I complained to the BBC complaints department and ultimately to Ofcom and - as I expected - my appeal was not upheld. However, there were a number of questions I asked that did not get answered, For example, does the BBC consider it acceptable for disabilities to be used purely to make people laugh? I also used examples of the mimicking of other disabilities asking if they would be considered acceptable. As they did not answer, I told them I took it as a "no." and suggested the reality is that it would not be dared to be done because of the outcry there would be.
Others who stammer and those close to them know what a distressing thing stammering is for many and the devastating effect it can have on your life, affecting such things as career prospects, social life and even relationships. It caused one person to commit suicide. The British Stammering Association gets phone calls from many in distress, including mothers' of children who stammer in tears because they feel they are to blame for their child's condition.
Most importantly, with regard how stammering is portrayed in the sit-com is the fact that because of widespread public ignorance about stammering, many see it as funny so people who stammer get made fun of and in particular children get bullied. The sit-com is confirming that misguided perception. The BBC's defence was that the mimicking of the stammering by the character Granville of the character Arkwright, from the original series, "Open All Hours," is not making fun but a sign of affection as they were close. Any decent person who was that close to someone who stammered would not do it because they would realise the distress it caused. The reality is that it is being included to make people laugh - at a disability!. The BBC also argued that it is not Arkwright who is being made fun of but the other characters as Arkwright is putting one over on them. Again, the fact is it is to make people laugh and in that context it is sending the false message that stammering is nothing.
That type of mimicking is just the sort of thing a child who stammers might be getting at school, which would be extremely distressing for him/her. Indeed, one person who wrote in the British Stammering Association's magazine explained that as a teenager he found the original "Open All Hours" too distressing to watch. Also, putting across stammering as funny is going to encourage bullies. Of course not all children and teenagers are bullies and some as a result of watching might in innocence interpret stammering as funny, thus try to joke with a child or teenager who stammers meaning no harm but causing distress, which is unfair on both. The BBC's abysmal response was that they could not agree because it is not a children's programme. The fact is that it is a family type programme on before the watershed and the BBC confirmed viewer figures indicate some children and teenagers watch it. It would particularly have the wrong effect if they are watching with their parents, also laughing at stammering.

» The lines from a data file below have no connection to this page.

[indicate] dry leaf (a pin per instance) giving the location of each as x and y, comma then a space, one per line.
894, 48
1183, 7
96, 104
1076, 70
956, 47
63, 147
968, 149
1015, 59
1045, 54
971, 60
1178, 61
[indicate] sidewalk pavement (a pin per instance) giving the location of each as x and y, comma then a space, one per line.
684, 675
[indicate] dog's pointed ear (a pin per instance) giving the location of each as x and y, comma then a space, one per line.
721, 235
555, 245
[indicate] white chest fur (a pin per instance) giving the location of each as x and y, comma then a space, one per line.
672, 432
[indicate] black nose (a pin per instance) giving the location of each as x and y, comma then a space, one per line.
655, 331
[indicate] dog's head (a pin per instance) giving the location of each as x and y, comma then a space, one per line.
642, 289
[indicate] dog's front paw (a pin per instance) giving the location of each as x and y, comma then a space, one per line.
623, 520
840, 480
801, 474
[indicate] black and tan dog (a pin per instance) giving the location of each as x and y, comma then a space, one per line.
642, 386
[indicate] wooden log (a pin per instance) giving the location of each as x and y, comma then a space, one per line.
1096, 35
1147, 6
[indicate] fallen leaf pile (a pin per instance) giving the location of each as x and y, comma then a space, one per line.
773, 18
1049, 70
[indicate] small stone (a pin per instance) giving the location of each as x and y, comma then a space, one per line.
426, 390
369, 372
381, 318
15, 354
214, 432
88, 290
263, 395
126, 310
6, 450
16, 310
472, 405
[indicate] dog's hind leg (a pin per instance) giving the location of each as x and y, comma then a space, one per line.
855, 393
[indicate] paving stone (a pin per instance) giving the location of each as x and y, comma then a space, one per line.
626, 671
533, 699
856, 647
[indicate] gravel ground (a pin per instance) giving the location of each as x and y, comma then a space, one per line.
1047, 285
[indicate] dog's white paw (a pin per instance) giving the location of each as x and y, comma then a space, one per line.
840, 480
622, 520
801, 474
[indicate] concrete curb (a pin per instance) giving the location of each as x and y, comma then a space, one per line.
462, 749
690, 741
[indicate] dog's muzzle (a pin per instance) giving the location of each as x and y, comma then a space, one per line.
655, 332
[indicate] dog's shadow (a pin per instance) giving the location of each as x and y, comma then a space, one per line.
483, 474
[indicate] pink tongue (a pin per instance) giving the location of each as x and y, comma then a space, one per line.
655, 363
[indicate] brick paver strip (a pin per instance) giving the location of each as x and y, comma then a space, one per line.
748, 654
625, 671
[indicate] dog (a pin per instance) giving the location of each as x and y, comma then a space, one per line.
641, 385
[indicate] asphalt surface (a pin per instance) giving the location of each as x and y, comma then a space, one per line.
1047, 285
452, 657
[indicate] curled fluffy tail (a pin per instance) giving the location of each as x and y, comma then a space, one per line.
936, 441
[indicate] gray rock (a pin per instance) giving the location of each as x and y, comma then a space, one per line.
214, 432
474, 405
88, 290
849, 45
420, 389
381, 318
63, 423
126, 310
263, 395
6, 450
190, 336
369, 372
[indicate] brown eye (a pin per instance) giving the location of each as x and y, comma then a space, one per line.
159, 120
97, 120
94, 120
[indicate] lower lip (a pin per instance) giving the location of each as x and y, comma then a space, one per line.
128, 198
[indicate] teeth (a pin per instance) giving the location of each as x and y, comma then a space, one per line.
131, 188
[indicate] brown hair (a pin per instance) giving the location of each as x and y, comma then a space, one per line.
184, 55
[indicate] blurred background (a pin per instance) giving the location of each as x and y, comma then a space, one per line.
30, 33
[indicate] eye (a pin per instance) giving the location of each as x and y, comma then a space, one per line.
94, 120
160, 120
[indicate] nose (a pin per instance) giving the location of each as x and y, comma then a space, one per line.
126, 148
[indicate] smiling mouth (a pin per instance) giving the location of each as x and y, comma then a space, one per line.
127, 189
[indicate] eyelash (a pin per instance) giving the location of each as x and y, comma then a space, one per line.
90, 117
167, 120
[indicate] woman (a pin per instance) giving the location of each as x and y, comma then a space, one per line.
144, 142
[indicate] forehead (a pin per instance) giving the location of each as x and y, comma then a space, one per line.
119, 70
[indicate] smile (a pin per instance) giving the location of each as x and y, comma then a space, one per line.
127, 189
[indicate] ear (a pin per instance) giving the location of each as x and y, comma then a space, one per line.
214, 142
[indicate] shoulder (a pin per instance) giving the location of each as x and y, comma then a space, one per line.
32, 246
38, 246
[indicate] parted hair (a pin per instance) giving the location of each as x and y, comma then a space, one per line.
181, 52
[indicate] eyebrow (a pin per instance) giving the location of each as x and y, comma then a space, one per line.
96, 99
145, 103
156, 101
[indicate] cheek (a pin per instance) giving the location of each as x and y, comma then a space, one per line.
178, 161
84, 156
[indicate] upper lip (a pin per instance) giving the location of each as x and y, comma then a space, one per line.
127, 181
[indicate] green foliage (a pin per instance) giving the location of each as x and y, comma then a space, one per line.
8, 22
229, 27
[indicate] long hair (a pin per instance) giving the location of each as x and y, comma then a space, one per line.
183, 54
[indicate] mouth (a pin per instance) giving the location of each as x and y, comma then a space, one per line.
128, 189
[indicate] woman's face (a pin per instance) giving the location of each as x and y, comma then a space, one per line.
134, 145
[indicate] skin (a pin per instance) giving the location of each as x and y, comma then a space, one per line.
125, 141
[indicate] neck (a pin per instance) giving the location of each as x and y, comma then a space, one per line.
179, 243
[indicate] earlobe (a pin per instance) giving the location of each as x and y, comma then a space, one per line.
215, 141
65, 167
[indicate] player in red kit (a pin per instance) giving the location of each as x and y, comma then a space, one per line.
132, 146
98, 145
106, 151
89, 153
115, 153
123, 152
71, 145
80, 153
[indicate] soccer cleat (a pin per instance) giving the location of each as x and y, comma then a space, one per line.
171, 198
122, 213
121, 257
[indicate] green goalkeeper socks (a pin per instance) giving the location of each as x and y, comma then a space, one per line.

The BBC's general justification was that the sit-com is not satirising stammering but merely continuing on from the popular original series. I did not complain about the original, "Open All Hours" because I am not normally a great comedy viewer so was not aware of it until watching it by chance ironically shortly before the late Ronnie Barker passed away. However, having seen it I made a point of watching "Still Open All Hours," to see if the stammering continued. Yes, the stammering in the original series was wrong for basically all the same reasons.
I feel strongly about this not just because I stammer myself but because I run a support group and I see people in all sorts of difficulties because of stammering, from not being able to form relationships, being held back in their careers, including through prejudice, lacking a social life and girlfriends/boyfriends because of fears of how people will react to them, and doing everyday things like talking to bank staff, solicitors, making public transport enquiries, avoiding phone calls, even buying a round at the.pub. I also have dealings with the Dominic Barker Trust, a charity set up by the parents of Dominic Barker, who committed suicide at the age of 26 because of his stammer.